Bug fix branches: fix/{ticket-id}-brief-description.
Release branches: release/v{major}.{minor}.{patch} — created only when a release needs stabilisation.

Branch Rules¶

Rebase onto main before merging (no merge commits in feature branches).
Squash commits on merge to main (one commit per story).
Delete feature branches after merge.
No long-lived branches apart from main and active release/* branches.

12. Engineering Metrics¶

We track the four DORA metrics plus Simpaisa-specific operational metrics.

DORA Metrics¶

Metric	Definition	Current State	Target
Deployment Frequency	How often code is deployed to production	2-3x/week (Portal, Pay-In), 1x/week (Pay-Out)	Daily (all teams)
Lead Time for Changes	Time from commit to production	~3-5 days	< 1 day
Mean Time to Recovery (MTTR)	Time from incident detection to resolution	~2-4 hours (estimated)	< 1 hour for P1
Change Failure Rate	Percentage of deployments causing incidents	Not currently tracked	< 5%

Gap: DORA metrics are not systematically measured today.
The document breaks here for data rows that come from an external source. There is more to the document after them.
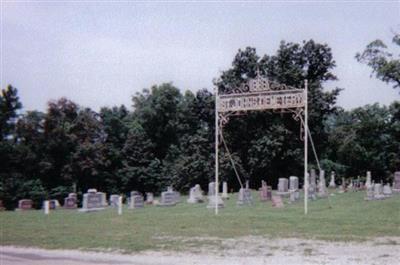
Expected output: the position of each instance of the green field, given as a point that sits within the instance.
(349, 218)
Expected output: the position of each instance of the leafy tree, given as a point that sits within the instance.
(366, 138)
(139, 163)
(276, 136)
(384, 64)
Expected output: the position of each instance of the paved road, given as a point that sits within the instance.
(243, 251)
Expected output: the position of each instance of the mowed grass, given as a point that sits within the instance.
(343, 217)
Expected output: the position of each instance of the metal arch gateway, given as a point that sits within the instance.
(260, 93)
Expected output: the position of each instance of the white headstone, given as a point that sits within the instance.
(225, 190)
(46, 207)
(387, 190)
(120, 205)
(322, 185)
(368, 182)
(332, 183)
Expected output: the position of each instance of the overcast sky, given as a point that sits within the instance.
(100, 54)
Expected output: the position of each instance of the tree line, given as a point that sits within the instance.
(167, 137)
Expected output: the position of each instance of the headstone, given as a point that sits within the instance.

Target: automated DORA metric collection via Jenkins + Jira integration by end of Q3 2026.

Operational Metrics¶

Metric	Definition	Tracked In	Reviewed
Throughput	Items completed per week per team	Jira	Fortnightly retrospective
Cycle time	Time from work started to work done	Jira	Fortnightly retrospective
PR review turnaround	Time from PR creation to first review	Bitbucket	Monthly by CTO
Build success rate	Percentage of CI builds that pass	Jenkins	Weekly by DevOps
Test coverage trend	Unit and integration coverage over time	SonarQube	Monthly by CTO
Tech debt ratio	Debt items created vs resolved per week	Jira	Quarterly (CTO + CDO)
Incident count by severity	Number of P1-P4 incidents per month	Incident tracker	Monthly (CTO + CDO)

Metric Review Cadence¶

Team level: Throughput and cycle time reviewed in fortnightly retrospectives.
Monthly: CTO reviews PR turnaround, build success rate, coverage trends.
Quarterly: CTO + CDO review DORA metrics, tech debt ratio, incident trends. Feed into quarterly technical debt review (per W-01).

13. Appendix: Quick Reference¶

What Needs What¶

I want to...	I need...
Merge a PR	2 approvals (1 peer + 1 lead/architect), all CI gates green
Deploy to production	Merged to main, staging verified by SQA, deploy window, Team Lead or Senior Engineer
Create a new service	ARB approval (STD-GOV-124)
Add a new dependency	Snyk scan clean, ARB approval if external service
Change a database schema	Backward-compatible migration, ARB approval if multi-service
Ship a user-facing feature	Feature flag, SQA sign-off, Product Manager acceptance
Skip tech debt allocation	You cannot. Escalate to CDO if pressured.
Deploy on Friday	You need CTO approval and a very good reason

Key Documents¶

Document	Location
Git Workflow & Branch Strategy	`Standards/GIT-WORKFLOW-STANDARD.md`
Incident Response Playbook	`Standards/INCIDENT-RESPONSE-PLAYBOOK.md`
Technical Debt Management	`Standards/STD-GOV-125-TECHNICAL-DEBT-MANAGEMENT.md`
ARB Charter	`Standards/STD-GOV-124-ARCHITECTURE-REVIEW-BOARD-CHARTER.md`
Post-Incident Review Standards	`Standards/STD-DEVEX-093-POST-INCIDENT-REVIEW-STANDARDS.md`
Service Level Objectives	`Standards/STD-DEVEX-090-SERVICE-LEVEL-OBJECTIVES.md`
Runbook Standards	`Standards/STD-DEVEX-092-RUNBOOK-STANDARDS.md`
Company Operating Rhythm	`Standards/WaysOfWork/W-01-COMPANY-OPERATING-RHYTHM.md`

Compliance with This Document¶

This document describes how engineering at Simpaisa works today, with clearly marked targets where practice has not yet reached the standard. The CTO is accountable for adherence. The CDO reviews compliance quarterly.

Deviations from this document are permitted only with CTO approval (for tactical exceptions) or CDO approval (for structural changes). All exceptions are time-boxed and tracked.